通过发布文献求助，成功后即可免费获取论文全文。去求助

来源期刊

Journal of Membrane Science 工程技术-高分子科学

CiteScore

17.10

自引率

17.90%

发文量

1031

审稿时长

2.5 months

期刊介绍： The Journal of Membrane Science is a publication that focuses on membrane systems and is aimed at academic and industrial chemists, chemical engineers, materials scientists, and membranologists.
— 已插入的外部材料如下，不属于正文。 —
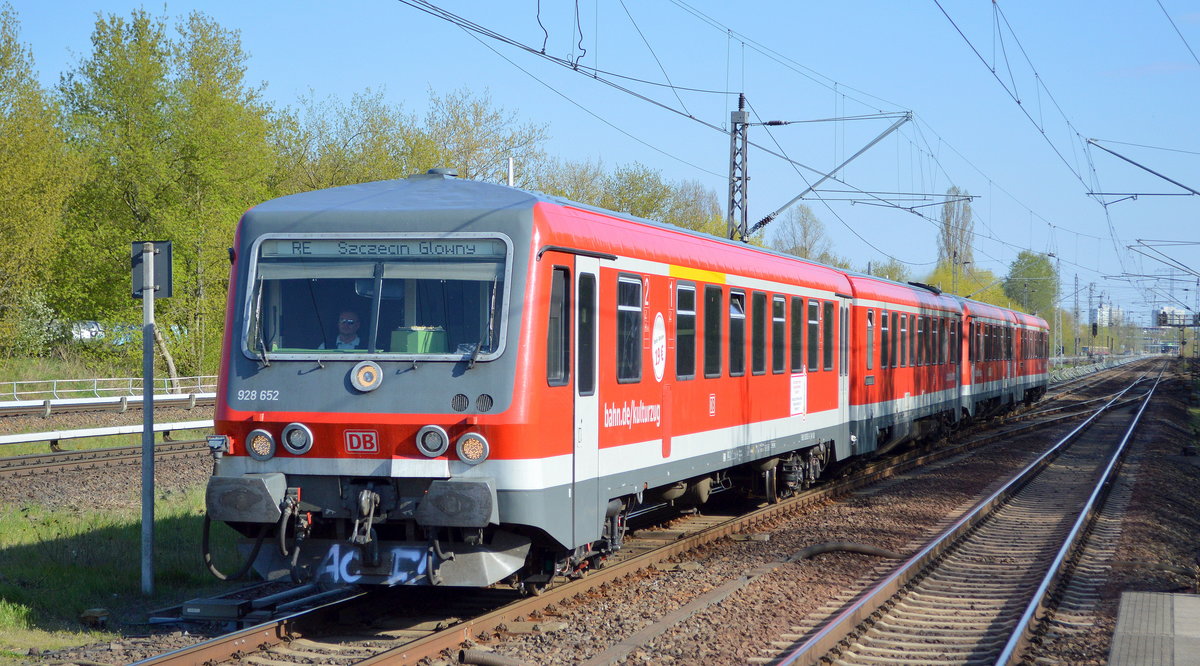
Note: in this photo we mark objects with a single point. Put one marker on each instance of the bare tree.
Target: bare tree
(801, 233)
(957, 229)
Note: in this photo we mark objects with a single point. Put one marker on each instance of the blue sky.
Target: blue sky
(1115, 71)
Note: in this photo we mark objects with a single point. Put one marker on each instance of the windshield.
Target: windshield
(382, 295)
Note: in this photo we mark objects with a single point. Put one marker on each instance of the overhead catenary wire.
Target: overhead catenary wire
(606, 78)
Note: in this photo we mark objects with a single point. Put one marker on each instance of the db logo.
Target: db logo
(361, 442)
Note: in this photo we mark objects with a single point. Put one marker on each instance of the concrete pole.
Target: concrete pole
(148, 288)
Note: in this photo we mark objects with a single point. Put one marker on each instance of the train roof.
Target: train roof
(441, 192)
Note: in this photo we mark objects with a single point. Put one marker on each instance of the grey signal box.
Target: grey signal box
(162, 279)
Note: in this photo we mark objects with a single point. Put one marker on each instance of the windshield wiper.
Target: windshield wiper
(487, 334)
(261, 339)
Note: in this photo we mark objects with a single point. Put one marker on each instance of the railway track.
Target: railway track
(972, 595)
(402, 639)
(95, 459)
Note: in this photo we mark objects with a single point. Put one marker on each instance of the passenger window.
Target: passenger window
(778, 334)
(629, 329)
(685, 331)
(558, 336)
(737, 334)
(814, 334)
(885, 347)
(870, 339)
(713, 317)
(759, 342)
(919, 357)
(586, 363)
(827, 340)
(797, 334)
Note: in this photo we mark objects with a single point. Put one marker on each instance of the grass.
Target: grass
(57, 564)
(37, 369)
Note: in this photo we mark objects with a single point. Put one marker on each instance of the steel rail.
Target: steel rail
(93, 459)
(121, 403)
(867, 604)
(59, 435)
(279, 631)
(1030, 619)
(270, 633)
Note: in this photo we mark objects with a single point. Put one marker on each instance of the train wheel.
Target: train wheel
(532, 589)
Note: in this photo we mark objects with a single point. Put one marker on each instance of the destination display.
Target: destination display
(384, 247)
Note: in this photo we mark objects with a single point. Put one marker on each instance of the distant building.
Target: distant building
(1169, 316)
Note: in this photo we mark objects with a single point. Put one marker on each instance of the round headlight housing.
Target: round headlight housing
(297, 438)
(261, 444)
(366, 376)
(472, 448)
(432, 441)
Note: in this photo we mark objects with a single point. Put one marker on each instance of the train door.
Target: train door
(844, 372)
(587, 513)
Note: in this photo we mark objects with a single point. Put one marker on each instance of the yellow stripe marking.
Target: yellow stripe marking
(699, 275)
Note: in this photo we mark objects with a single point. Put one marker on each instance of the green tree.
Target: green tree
(467, 132)
(329, 143)
(178, 148)
(581, 181)
(1032, 282)
(955, 233)
(637, 190)
(37, 173)
(801, 233)
(975, 283)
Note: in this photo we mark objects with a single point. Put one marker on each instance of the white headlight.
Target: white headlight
(261, 445)
(298, 438)
(472, 448)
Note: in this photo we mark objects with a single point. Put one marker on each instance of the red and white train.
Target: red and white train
(435, 381)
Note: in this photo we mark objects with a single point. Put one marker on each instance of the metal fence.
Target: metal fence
(115, 387)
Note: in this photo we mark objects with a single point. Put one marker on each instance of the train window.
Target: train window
(737, 334)
(942, 340)
(918, 355)
(870, 340)
(778, 334)
(933, 341)
(586, 333)
(885, 359)
(629, 329)
(797, 334)
(954, 341)
(759, 342)
(325, 297)
(558, 334)
(685, 331)
(814, 334)
(713, 317)
(827, 337)
(912, 341)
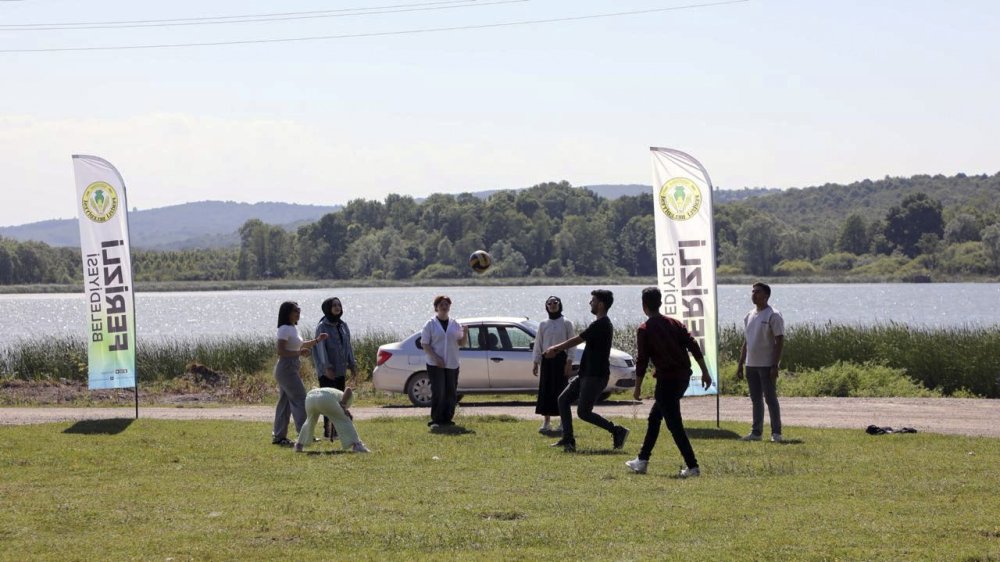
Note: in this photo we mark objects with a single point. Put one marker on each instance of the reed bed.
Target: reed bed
(892, 357)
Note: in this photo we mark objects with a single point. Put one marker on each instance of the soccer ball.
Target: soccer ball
(480, 261)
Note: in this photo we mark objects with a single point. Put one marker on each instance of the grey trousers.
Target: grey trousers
(291, 397)
(586, 391)
(762, 389)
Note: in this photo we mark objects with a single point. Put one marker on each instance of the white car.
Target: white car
(496, 360)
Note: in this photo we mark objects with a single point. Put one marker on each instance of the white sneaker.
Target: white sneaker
(689, 472)
(637, 465)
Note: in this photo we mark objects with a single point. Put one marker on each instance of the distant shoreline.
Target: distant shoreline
(296, 284)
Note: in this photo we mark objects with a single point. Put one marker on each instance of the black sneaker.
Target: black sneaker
(568, 445)
(619, 435)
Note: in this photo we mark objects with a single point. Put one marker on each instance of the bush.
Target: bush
(794, 267)
(838, 261)
(844, 379)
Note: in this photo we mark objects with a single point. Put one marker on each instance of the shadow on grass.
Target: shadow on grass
(100, 427)
(451, 430)
(711, 433)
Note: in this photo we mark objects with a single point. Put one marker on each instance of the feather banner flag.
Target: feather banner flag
(107, 273)
(685, 253)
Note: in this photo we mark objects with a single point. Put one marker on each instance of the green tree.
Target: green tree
(853, 237)
(917, 215)
(759, 241)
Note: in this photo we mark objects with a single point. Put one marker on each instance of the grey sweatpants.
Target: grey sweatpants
(291, 397)
(763, 389)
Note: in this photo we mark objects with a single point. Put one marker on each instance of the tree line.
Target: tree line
(556, 230)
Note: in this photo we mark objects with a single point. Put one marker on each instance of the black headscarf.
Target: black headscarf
(556, 314)
(327, 308)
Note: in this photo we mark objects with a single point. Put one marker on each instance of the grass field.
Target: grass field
(494, 490)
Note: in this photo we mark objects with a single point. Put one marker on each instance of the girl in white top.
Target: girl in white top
(441, 338)
(291, 392)
(555, 372)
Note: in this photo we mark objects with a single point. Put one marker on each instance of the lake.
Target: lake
(214, 315)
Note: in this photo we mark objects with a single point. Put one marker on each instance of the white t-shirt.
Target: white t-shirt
(760, 328)
(289, 333)
(445, 345)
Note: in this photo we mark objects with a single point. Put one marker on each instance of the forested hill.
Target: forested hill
(205, 224)
(825, 207)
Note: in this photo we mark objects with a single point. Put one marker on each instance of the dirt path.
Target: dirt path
(932, 415)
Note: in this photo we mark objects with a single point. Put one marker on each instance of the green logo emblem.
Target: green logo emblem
(100, 202)
(680, 199)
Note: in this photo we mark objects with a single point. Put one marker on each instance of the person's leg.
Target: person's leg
(312, 416)
(652, 432)
(669, 401)
(325, 382)
(451, 394)
(770, 392)
(566, 398)
(590, 390)
(282, 410)
(345, 427)
(756, 399)
(296, 392)
(436, 375)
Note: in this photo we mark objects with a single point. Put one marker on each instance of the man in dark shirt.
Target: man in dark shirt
(595, 369)
(666, 342)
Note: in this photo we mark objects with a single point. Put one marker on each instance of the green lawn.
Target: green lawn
(212, 490)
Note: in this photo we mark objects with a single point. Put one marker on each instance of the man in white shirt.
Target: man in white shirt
(764, 337)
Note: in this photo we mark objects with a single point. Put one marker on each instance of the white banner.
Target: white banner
(685, 253)
(107, 273)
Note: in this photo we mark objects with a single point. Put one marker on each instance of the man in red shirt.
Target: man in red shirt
(666, 342)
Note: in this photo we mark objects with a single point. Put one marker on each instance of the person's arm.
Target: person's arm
(425, 341)
(706, 379)
(555, 349)
(641, 362)
(779, 344)
(742, 360)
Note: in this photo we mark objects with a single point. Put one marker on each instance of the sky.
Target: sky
(417, 97)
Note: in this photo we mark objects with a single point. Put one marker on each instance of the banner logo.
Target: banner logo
(100, 202)
(680, 199)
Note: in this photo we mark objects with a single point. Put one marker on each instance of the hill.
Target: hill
(826, 206)
(205, 224)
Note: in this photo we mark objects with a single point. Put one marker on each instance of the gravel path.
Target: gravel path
(932, 415)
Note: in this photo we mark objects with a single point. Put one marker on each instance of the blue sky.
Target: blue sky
(776, 93)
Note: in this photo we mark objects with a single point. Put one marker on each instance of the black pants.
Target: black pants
(339, 383)
(668, 407)
(586, 391)
(444, 393)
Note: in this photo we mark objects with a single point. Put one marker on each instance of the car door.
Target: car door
(474, 373)
(510, 359)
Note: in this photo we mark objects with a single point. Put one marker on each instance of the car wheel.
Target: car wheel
(418, 389)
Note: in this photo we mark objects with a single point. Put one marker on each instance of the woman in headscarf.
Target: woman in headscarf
(556, 371)
(334, 357)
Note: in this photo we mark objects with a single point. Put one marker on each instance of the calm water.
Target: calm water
(212, 315)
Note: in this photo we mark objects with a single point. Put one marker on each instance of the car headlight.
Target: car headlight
(620, 362)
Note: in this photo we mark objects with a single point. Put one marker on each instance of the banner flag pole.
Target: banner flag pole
(107, 275)
(685, 255)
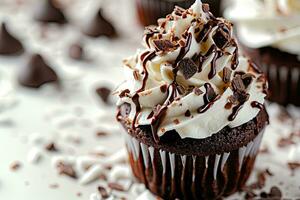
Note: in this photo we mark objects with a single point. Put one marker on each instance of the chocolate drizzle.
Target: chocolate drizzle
(255, 104)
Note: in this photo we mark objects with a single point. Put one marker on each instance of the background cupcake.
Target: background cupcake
(192, 108)
(151, 10)
(269, 32)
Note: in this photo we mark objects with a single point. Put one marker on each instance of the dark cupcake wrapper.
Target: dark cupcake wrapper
(171, 176)
(284, 83)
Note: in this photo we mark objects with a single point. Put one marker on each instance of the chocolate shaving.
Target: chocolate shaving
(104, 94)
(163, 45)
(66, 169)
(103, 192)
(187, 67)
(226, 74)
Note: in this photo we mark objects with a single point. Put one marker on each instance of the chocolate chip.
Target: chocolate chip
(100, 26)
(76, 51)
(116, 186)
(226, 74)
(275, 193)
(103, 93)
(187, 67)
(37, 73)
(103, 192)
(163, 45)
(197, 91)
(51, 147)
(50, 12)
(9, 44)
(66, 169)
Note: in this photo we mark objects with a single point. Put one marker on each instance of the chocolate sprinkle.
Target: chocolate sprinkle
(103, 93)
(100, 26)
(37, 72)
(163, 45)
(187, 67)
(50, 12)
(9, 44)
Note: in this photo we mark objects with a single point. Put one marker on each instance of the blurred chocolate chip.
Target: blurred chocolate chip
(103, 93)
(197, 91)
(226, 74)
(9, 44)
(76, 51)
(275, 193)
(163, 45)
(36, 73)
(50, 12)
(100, 26)
(66, 169)
(187, 67)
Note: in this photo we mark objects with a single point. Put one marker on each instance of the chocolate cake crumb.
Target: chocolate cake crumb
(187, 67)
(163, 45)
(51, 147)
(103, 93)
(116, 186)
(16, 165)
(66, 169)
(103, 192)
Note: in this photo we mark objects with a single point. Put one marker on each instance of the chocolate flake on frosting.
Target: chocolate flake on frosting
(187, 67)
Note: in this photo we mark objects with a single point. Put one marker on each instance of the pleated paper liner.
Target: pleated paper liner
(171, 176)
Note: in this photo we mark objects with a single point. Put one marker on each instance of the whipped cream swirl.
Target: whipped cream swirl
(274, 23)
(190, 77)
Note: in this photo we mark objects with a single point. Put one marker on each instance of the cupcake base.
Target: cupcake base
(283, 72)
(170, 175)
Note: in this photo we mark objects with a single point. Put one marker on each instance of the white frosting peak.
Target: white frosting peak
(178, 82)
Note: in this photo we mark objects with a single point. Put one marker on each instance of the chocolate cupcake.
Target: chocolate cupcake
(269, 33)
(192, 107)
(149, 11)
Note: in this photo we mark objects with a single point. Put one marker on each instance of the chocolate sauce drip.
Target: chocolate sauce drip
(208, 98)
(235, 58)
(258, 105)
(159, 116)
(235, 111)
(147, 56)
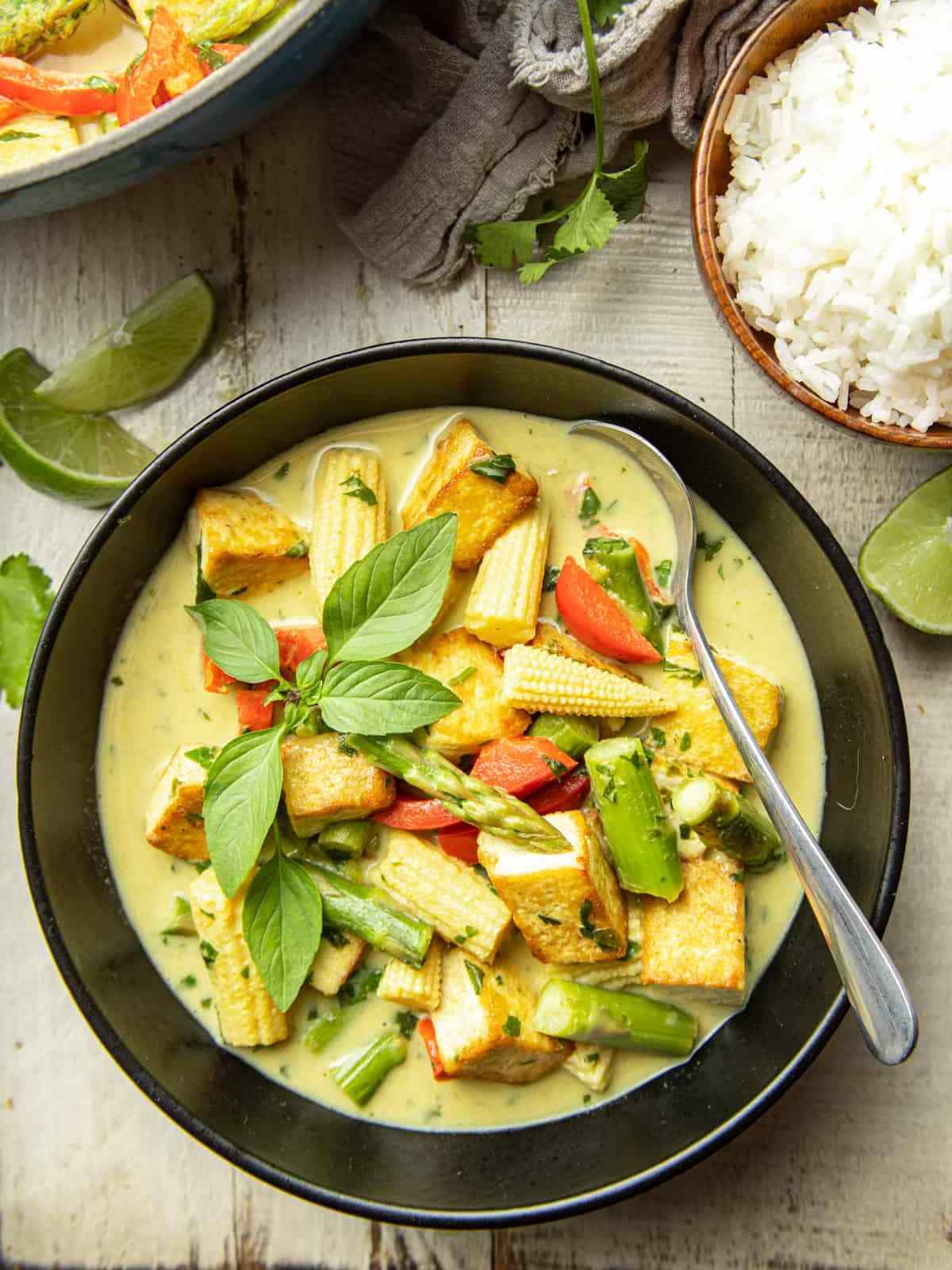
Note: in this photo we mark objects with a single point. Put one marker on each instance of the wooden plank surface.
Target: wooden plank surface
(852, 1168)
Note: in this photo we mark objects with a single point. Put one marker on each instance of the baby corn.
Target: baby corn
(539, 681)
(347, 525)
(503, 606)
(247, 1014)
(416, 990)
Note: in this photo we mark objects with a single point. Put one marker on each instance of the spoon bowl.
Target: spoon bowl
(875, 987)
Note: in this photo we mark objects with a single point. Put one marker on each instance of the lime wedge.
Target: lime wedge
(86, 459)
(908, 559)
(143, 355)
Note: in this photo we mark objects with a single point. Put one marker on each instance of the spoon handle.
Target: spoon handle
(873, 984)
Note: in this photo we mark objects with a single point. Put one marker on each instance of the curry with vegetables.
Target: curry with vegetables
(73, 70)
(412, 785)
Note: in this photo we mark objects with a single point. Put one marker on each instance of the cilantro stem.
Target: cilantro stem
(594, 84)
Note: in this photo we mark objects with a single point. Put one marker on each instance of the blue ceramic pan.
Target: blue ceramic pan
(228, 102)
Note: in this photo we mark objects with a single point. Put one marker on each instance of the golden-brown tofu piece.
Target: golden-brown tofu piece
(484, 1028)
(551, 639)
(695, 946)
(338, 956)
(324, 783)
(697, 718)
(482, 717)
(175, 819)
(245, 544)
(568, 903)
(446, 893)
(484, 507)
(592, 1064)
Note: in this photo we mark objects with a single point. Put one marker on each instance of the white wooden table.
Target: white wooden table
(854, 1168)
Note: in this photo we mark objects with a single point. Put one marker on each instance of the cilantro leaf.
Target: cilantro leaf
(587, 222)
(25, 597)
(501, 243)
(626, 190)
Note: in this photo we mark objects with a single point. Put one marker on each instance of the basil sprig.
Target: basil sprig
(380, 606)
(282, 920)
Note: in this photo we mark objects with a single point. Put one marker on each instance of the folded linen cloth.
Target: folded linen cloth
(452, 112)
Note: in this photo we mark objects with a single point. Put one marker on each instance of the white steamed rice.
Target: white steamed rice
(837, 226)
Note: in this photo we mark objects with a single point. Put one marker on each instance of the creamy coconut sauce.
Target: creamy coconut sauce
(156, 702)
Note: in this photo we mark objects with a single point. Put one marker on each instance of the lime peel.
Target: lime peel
(907, 560)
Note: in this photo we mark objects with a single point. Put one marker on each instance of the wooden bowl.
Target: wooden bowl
(786, 29)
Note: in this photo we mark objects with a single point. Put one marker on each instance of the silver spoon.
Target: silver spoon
(875, 988)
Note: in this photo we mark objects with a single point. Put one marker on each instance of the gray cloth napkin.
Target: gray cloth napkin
(450, 114)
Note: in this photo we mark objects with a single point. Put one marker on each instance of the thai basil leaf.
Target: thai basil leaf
(238, 639)
(282, 920)
(382, 698)
(309, 673)
(241, 799)
(390, 597)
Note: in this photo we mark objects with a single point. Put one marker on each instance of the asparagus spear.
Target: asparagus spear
(625, 1020)
(463, 795)
(359, 1073)
(615, 565)
(641, 838)
(348, 837)
(729, 821)
(368, 912)
(324, 1029)
(573, 734)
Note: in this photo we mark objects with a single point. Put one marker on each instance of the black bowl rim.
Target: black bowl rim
(122, 140)
(247, 1161)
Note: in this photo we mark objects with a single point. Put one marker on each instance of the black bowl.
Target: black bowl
(488, 1178)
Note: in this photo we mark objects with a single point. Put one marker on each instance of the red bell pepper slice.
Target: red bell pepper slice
(516, 765)
(520, 765)
(568, 795)
(168, 69)
(254, 715)
(601, 624)
(428, 1035)
(461, 842)
(215, 679)
(10, 110)
(55, 92)
(296, 645)
(420, 814)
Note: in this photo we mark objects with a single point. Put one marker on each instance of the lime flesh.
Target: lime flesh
(141, 356)
(86, 459)
(908, 559)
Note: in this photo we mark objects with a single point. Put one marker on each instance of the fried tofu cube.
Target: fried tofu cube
(324, 783)
(486, 508)
(568, 905)
(416, 990)
(551, 639)
(31, 139)
(482, 717)
(697, 718)
(482, 1026)
(695, 946)
(244, 544)
(625, 973)
(446, 893)
(592, 1064)
(338, 956)
(175, 819)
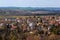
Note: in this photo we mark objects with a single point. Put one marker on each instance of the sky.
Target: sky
(29, 3)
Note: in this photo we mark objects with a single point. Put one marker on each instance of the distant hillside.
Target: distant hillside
(28, 10)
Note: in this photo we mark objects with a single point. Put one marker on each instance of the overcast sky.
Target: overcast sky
(30, 3)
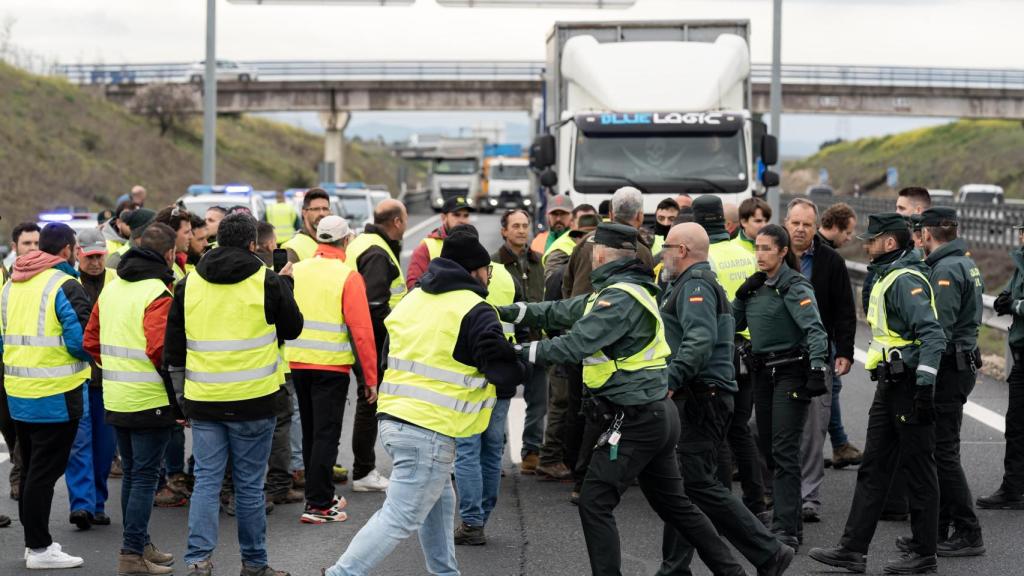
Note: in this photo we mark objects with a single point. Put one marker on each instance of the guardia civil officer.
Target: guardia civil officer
(616, 333)
(791, 351)
(699, 328)
(906, 347)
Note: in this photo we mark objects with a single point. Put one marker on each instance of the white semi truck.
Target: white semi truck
(660, 106)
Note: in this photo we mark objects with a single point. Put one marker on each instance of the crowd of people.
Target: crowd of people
(707, 351)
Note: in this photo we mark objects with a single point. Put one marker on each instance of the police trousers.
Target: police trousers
(646, 452)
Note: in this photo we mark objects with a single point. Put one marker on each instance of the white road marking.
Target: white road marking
(976, 411)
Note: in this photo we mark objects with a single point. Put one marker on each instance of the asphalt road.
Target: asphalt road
(535, 530)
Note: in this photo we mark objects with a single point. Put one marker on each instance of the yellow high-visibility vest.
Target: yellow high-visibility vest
(131, 383)
(598, 368)
(320, 286)
(36, 362)
(423, 384)
(231, 351)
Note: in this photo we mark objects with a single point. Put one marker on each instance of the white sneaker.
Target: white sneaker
(373, 482)
(51, 559)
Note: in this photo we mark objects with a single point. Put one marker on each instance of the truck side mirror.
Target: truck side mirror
(542, 152)
(769, 150)
(549, 178)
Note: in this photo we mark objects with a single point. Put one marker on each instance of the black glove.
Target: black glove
(924, 405)
(816, 382)
(751, 285)
(1003, 303)
(495, 347)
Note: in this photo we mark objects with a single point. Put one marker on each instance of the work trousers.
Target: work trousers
(646, 452)
(780, 424)
(894, 441)
(322, 404)
(45, 449)
(704, 423)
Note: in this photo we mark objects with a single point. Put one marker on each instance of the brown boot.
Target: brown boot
(135, 565)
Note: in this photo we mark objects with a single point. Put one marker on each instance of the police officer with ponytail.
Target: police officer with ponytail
(791, 352)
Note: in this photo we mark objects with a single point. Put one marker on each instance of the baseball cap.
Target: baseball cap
(332, 229)
(91, 241)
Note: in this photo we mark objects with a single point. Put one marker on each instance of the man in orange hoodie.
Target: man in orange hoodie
(322, 358)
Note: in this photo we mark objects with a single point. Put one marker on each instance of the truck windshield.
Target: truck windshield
(502, 172)
(462, 166)
(660, 163)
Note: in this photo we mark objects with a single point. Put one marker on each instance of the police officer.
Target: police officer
(616, 333)
(786, 338)
(906, 347)
(699, 328)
It publishes original research and reviews on various aspects of membrane transport, membrane formation/structure, fouling, module/process design, and processes/applications. The journal primarily focuses on the structure, function, and performance of non-biological membranes but also includes papers that relate to biological membranes. The Journal of Membrane Science publishes Full Text Papers, State-of-the-Art Reviews, Letters to the Editor, and Perspectives.